Mahkemece; bilirkişi raporu doğrultusunda davacının icra dosyasında borçlu olmadığının tespitine, fazla ödenmiş olan 223,85 TL"nin dava tarihinden itibaren yasal faizi ile birlikte davalıdan tahsili ile davacıya ödenmesine, alacak ve borç miktarının icra dosyasında net olarak belli olmadığı, bilirkişinin tekrar tekrar yaptığı hesaplama sonucu fazla ödeme yapıldığının anlaşıldığı ve net miktarın tespit edildiği anlaşıldığından, davacı tarafın kötüniyet tazminatı taleplerinin reddine, davalı tarafa zaten fazla ödeme yapıldığı anlaşıldığından, kötüniyet tazminatı taleplerinin reddine karar verilmiş hüküm süresi içerisinde davacı vekili tarafından temyiz edilmiştir.
1) 01.10.2011 tarihinde yürürlüğe giren 6100 Sayılı HMK"nun 4/1-a maddesine göre “Kiralanan taşınmazların, 09.06.1932 tarihli ve 2004 sayılı İcra ve İflas Kanununa göre ilamsız icra yoluyla tahliyesine ilişkin hükümler ayrık olmak üzere, kira ilişkisinden doğan alacak davaları da dâhil olmak üzere tüm uyuşmazlıkları konu alan davalar ile bu davalara karşı açılan davalarda” Sulh Hukuk Mahkemesi görevlidir.
Uyuşmazlık, seslendirme, sahne ve ışık sis kiralama bedeli faturası nedeniyle kira ilişkisinden kaynaklanmaktadır.
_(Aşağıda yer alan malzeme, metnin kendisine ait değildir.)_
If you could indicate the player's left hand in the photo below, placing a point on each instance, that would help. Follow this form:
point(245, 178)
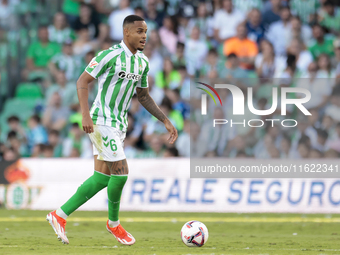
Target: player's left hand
point(172, 130)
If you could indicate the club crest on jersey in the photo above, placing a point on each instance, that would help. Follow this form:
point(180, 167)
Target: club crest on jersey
point(129, 76)
point(93, 64)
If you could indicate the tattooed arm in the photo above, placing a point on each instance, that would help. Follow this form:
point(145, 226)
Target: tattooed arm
point(83, 96)
point(146, 100)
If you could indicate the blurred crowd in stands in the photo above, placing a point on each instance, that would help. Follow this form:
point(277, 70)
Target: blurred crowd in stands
point(44, 47)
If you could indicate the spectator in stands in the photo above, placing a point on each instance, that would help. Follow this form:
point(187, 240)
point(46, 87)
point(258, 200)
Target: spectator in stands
point(319, 89)
point(152, 25)
point(47, 151)
point(195, 52)
point(279, 32)
point(55, 115)
point(303, 150)
point(157, 45)
point(65, 61)
point(71, 9)
point(285, 147)
point(304, 9)
point(303, 57)
point(333, 108)
point(40, 53)
point(77, 142)
point(66, 90)
point(171, 152)
point(116, 18)
point(299, 31)
point(211, 66)
point(14, 142)
point(55, 143)
point(325, 68)
point(7, 11)
point(171, 33)
point(155, 59)
point(168, 78)
point(87, 19)
point(272, 14)
point(37, 133)
point(10, 154)
point(84, 44)
point(153, 14)
point(203, 21)
point(178, 59)
point(303, 134)
point(267, 65)
point(59, 31)
point(314, 153)
point(329, 18)
point(245, 49)
point(226, 15)
point(15, 125)
point(321, 44)
point(232, 71)
point(254, 26)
Dava, 6100 sayılı HMK"nın yürürlüğe girmesinden sonra açıldığına göre görevli mahkeme Sulh Hukuk Mahkemesi"dir.
Görevle ilgili düzenlemeler kamu düzenine ilişkin olup, taraflar ileri sürmese dahi yargılamanın her aşamasında re"sen gözetilir. Taraflar da yargılama bitinceye kadar görev itirazında bulunabilirler. Görev itirazı yapılmamış olsa bile re"sen mahkeme, ilk önce görevli olup olmadığını inceleyip karara bağlamalıdır.
O halde; mahkemece; uyuşmazlığın çözümünde Sulh Hukuk Mahkemesinin görevli olduğu gözetilerek, görevsizlik nedeniyle HMK’nın 114/1-c ve 115/2. maddeleri uyarınca davanın usulden reddine karar verilmesi gerekirken, bu yön gözardı edilerek davanın esası hakkında hüküm kurulması usul ve yasaya aykırı olup bozmayı gerektirmiştir.
2) Bozma nedenine göre davacının sair temyiz itirazlarının incelenmesine gerek görülmemiştir.
SONUÇ: Yukarıda birinci bentte açıklanan nedenlerle temyiz olunan kararın 6100 sayılı HMK.ya 6217 Sayılı Kanunla eklenen geçici 3. Madde hükmü gözetilerek HUMK.nun 428. maddesi uyarınca BOZULMASINA, ikinci bentte açıklanan nedenle davacının diğer temyiz itirazlarının incelenmesine yer olmadığına, 6100 sayılı HMK"nun geçici madde 3 atfıyla 1086 sayılı HUMK.nun 440.maddesi gereğince karar düzeltme yolu kapalı olmak üzere, 04/07/2019 tarihinde oy birliğiyle karar verildi.